Curating Efficient Distributed Application Runtime (Dapr) Workflows

Distributed Application Runtime (Dapr) is a portable and event-driven runtime that commoditizes some of the problems developers face with distributed systems and microservices daily.

Imagine there are 3-4 different microservices. As part of communication between these services, developers must think about:

These challenges are recurring, but with Dapr's Service-to-Service Invocation building block, they are seamlessly abstracted.

Dapr divides such capabilities into components that can be invoked using a building block, aka API.

Components Overview

Below mentioned are a subset of components that Dapr supports. 

Component Description
Service-to-Service  Facilitates communication between microservices: It encapsulates handling failures, observability, and applying policies (responsible for enforcing restrictions on who is allowed to call)
Secrets Facilitate communication with cloud secrets and Kubernetes secrets provider stores
Workflows With the Workflows component, developers can run long-running workloads distributed across nodes.
Publish/Subscribe Similar to the producer/consumer pattern, with this component messages can be produced to a topic and listeners can consume from the subscribed topic.

Let's dive into the workflow component.

Workflow Component

Problem

An example of a simple Workflow can be a scheduled job that moves data between data sources. The complexity increases when child workflows must be triggered as part of the parent workflow and the workflow author also becomes responsible for saving, resuming, and maintaining the state and the schema.

With the Dapr Workflow component, most of the state management is abstracted out, allowing developers to focus only on the business logic.

Key Terms

Workflow will compromise both these activities.

Workflow Patterns

Pattern 1

Workflow pattern 1

The parent workflow parallelly schedules multiple child activities.

Pattern 2

Workflow pattern 2

In this scenario, the workflow schedules Activity 1 and then passes its output to Activity 2 for further processing.

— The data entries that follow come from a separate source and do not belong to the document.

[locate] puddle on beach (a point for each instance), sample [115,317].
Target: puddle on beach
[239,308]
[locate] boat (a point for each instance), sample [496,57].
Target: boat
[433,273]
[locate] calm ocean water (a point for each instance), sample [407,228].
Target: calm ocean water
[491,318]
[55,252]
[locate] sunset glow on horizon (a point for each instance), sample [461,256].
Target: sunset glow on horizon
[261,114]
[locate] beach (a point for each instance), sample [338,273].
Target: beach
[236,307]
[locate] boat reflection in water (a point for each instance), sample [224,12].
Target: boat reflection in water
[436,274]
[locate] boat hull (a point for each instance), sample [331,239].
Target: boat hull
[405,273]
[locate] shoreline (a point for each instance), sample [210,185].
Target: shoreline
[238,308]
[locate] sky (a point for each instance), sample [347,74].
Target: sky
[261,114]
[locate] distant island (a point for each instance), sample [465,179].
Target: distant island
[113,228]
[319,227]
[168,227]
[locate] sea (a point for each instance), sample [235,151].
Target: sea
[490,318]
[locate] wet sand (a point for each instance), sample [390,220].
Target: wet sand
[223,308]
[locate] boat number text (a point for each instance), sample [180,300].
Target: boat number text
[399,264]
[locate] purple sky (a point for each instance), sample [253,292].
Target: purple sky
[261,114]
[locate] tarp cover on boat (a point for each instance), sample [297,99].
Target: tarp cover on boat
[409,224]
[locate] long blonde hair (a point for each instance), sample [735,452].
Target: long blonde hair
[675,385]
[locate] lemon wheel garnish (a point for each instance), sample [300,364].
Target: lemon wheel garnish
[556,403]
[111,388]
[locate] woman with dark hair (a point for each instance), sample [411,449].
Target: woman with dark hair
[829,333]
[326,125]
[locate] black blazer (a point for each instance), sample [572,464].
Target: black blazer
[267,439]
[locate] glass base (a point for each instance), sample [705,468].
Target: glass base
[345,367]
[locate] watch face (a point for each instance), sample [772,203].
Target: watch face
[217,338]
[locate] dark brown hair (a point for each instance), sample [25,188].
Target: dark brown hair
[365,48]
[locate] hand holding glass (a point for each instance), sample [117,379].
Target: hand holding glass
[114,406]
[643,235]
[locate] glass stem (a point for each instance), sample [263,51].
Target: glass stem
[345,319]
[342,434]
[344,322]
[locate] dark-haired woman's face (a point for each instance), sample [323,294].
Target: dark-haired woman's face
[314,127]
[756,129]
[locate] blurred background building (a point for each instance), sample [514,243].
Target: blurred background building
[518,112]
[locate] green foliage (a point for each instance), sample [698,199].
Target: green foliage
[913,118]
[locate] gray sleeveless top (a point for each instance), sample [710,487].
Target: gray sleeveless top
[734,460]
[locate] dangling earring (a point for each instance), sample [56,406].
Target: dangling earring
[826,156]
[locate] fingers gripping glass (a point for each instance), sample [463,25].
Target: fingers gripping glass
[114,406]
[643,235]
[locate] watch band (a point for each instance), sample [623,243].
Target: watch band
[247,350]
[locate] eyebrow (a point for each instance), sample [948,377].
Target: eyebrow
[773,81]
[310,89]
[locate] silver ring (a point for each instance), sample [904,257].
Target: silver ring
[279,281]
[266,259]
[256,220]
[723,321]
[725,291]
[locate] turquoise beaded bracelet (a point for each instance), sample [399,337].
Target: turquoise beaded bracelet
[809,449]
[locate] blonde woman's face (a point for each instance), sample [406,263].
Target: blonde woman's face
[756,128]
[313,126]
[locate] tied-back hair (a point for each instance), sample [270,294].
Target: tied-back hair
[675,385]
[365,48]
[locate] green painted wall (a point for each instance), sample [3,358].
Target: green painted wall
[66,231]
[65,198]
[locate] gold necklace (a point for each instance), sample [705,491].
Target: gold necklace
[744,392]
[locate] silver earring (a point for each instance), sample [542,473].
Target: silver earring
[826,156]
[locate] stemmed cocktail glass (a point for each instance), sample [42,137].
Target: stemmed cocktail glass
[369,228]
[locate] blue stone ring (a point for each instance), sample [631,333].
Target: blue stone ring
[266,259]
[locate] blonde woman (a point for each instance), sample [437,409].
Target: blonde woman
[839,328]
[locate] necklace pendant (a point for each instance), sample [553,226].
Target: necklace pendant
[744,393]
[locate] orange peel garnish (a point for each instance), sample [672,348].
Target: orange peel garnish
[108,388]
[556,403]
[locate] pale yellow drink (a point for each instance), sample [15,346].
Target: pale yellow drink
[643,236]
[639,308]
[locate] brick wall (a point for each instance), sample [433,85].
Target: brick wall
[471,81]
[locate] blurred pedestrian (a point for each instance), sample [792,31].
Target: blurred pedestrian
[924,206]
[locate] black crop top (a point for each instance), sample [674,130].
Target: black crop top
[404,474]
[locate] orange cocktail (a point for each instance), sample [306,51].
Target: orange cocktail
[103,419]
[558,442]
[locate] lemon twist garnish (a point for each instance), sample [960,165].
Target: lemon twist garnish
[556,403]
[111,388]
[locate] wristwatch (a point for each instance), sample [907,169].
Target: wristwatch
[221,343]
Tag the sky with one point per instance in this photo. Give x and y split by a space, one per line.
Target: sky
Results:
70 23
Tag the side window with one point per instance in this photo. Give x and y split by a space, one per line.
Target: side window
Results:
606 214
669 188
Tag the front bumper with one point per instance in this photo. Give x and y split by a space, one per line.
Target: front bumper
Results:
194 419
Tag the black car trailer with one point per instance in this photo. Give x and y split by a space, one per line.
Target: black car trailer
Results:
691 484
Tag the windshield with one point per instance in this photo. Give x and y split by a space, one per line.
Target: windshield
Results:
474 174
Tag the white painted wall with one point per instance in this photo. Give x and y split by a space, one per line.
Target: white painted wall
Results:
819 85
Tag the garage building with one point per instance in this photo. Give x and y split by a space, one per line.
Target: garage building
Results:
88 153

Pattern 3Workflow pattern 3

Here, the parent workflow schedules another child workflow which in turn schedules some activities.

Example

Let's explore an example using C# and Dapr to schedule workflows that read data from Blob storage.

Step 1

Import the Dapr packages into csproj.

XML
 
<ItemGroup>
  # https://www.nuget.org/packages/Dapr.AspNetCore
  <PackageReference Include="Dapr.AspNetCore" Version="1.14.0" ></PackageReference>
  # https://www.nuget.org/packages/Dapr.Workflow
  <PackageReference Include="Dapr.Workflow" Version="1.14.0" ></PackageReference>
</ItemGroup>


Step 2: Configuring Workflow and Activity

  1. Add workflow and activities to the Dapr Workflow extension.
  2. "Register Workflow" is used to register workflows.
  3. "Register Activity" is used to register activity.
C#
 
/// <summary>
 /// Configure workflow extension.
 /// </summary>
 public static class DaprConfigurationExtension
 {
     /// <summary>
     /// Configure Workflow extension.
     /// </summary>
     /// <param name="services">services.</param>
     /// <returns>IServiceCollection.</returns>
     public static IServiceCollection ConfigureDaprWorkflows(this IServiceCollection services)
     {
         services.AddDaprWorkflow(options =>
         {
             // Note that it's also possible to register a lambda function as the workflow
             // or activity implementation instead of a class.
             options.RegisterWorkflow<BlobOrchestrationWorkflow>();

             // These are the activities that get invoked by the Dapr workflow(s).
             options.RegisterActivity<BlobDataFetchActivity>();
         });

         return services;
     }
 }


Step 3: Writing the First Workflow

The Blob Orchestration Workflow implements Workflow coming from Dapr NuGet with input and output parameters. 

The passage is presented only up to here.